• Saturday, March 01, 2025

HEADLINE STORY

Jagtar Singh Johal, the Scottish Sikh in Indian prison, urges PM Truss to show ‘more guts’ to secure his release

This photo taken on November 24, 2017, shows British Sikh man Jagtar Singh Johal (C) being escorted to a court in Ludhiana in India’s northern Punjab state. (Photo by SHAMMI MEHRA/AFP via Getty Images)

By: Shubham Ghosh

Jagtar Singh Johal, a Scottish Sikh individual imprisoned in India, has written to new British prime minister Liz Truss urging her to show “more guts” than his predecessors on his detention.

Johal, accused of conspiracy to murder and being part of a terror group, has been detained for almost five years now without trial.

His note, a handwritten one, was released by human rights body Reprieve, BBC reported, adding that it could not verify it independently.

The British government had said earlier that it has raised this matter with its Indian counterpart consistently.

Johal congratulated Truss on becoming the prime minister in the note and hoped that his “freedom will not be traded in return” for growing business links between the UK and India.

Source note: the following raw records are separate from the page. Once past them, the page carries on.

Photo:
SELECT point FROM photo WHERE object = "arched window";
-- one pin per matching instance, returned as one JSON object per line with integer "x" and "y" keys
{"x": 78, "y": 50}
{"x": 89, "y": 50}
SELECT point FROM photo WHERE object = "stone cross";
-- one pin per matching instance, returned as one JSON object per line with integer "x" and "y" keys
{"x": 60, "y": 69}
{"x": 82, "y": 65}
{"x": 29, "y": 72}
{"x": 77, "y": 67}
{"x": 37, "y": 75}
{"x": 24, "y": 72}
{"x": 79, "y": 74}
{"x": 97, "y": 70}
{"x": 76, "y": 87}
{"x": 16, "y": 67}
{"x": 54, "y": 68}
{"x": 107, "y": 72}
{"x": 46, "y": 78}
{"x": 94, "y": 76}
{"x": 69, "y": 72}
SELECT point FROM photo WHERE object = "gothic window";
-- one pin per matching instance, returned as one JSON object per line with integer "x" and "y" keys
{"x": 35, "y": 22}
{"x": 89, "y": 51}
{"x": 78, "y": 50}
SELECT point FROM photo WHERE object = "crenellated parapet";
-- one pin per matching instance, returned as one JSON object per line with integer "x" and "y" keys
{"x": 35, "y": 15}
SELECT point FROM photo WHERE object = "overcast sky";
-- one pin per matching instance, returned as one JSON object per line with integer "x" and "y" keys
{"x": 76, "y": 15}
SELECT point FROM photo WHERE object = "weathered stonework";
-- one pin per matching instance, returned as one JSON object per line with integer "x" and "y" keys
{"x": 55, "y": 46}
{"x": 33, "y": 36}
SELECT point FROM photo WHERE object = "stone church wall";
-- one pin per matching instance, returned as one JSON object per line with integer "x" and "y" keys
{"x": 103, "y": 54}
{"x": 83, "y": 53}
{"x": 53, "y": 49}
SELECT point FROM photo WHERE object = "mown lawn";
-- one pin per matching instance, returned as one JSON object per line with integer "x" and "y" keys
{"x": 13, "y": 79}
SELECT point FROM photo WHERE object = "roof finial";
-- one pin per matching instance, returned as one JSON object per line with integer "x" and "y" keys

He also mentioned the case of another British man held in the same Tihar prison in Delhi.

“I hope you show more guts than your predecessors when it comes to addressing the issue of UK citizens languishing in Indian prisons for years without trial,” Johal wrote.

He called his case “highly political motivated” and urged Truss, who took charge on Tuesday (6) to succeed Boris Johnson, to “make a stand and act” to ensure his release.

“Otherwise,” the note said, “as is evident with cases of Sikh political prisoners and minorities in India, decades can pass waiting for justice.”

He also mentioned Truss’s successful efforts in freeing Nazanin Zaghari-Ratcliffe and another British hostage from Iranian prison.

Johal, who is from Dumbarton, was arrested in the northern Indian state of Punjab in November 2017, two weeks after his marriage.

He is accused by the Indian authorities of being part of a terror plot which carried out the killings of some prominent right-wing religious figures.

Mr Johal was arrested in India’s northern Punjab region in November 2017 two weeks after his wedding.

He is accused by the Indian government of being part of a terrorist plot which carried out the murders of prominent right-wing religious figures in Spring 2017.

His family alleged that Johal has been targeted because of his activism in documenting the persecution of Sikhs in Punjab in the early 1980s.

Johal has written another note before in which he alleged that he was tortured in the early days of his detention and forced to sign a blank confession statement. The Indian authorities, however, denied the claims.

The United Nations’ Working Group on Arbitrary Detention said earlier this year that Johal should be given an immediate release. The body called his detention arbitrary and unlawful under international law.

In August, BBC reported that Johal was suing the UK government after Reprieve alleged that British intelligence services gave information to their Indian counterparts and it led to his detention and torture.

Truss had met Johal’s brother Gurpreet Singh Johal and member of parliament Martin Docherty-Hughes earlier this year when she was the foreign secretary.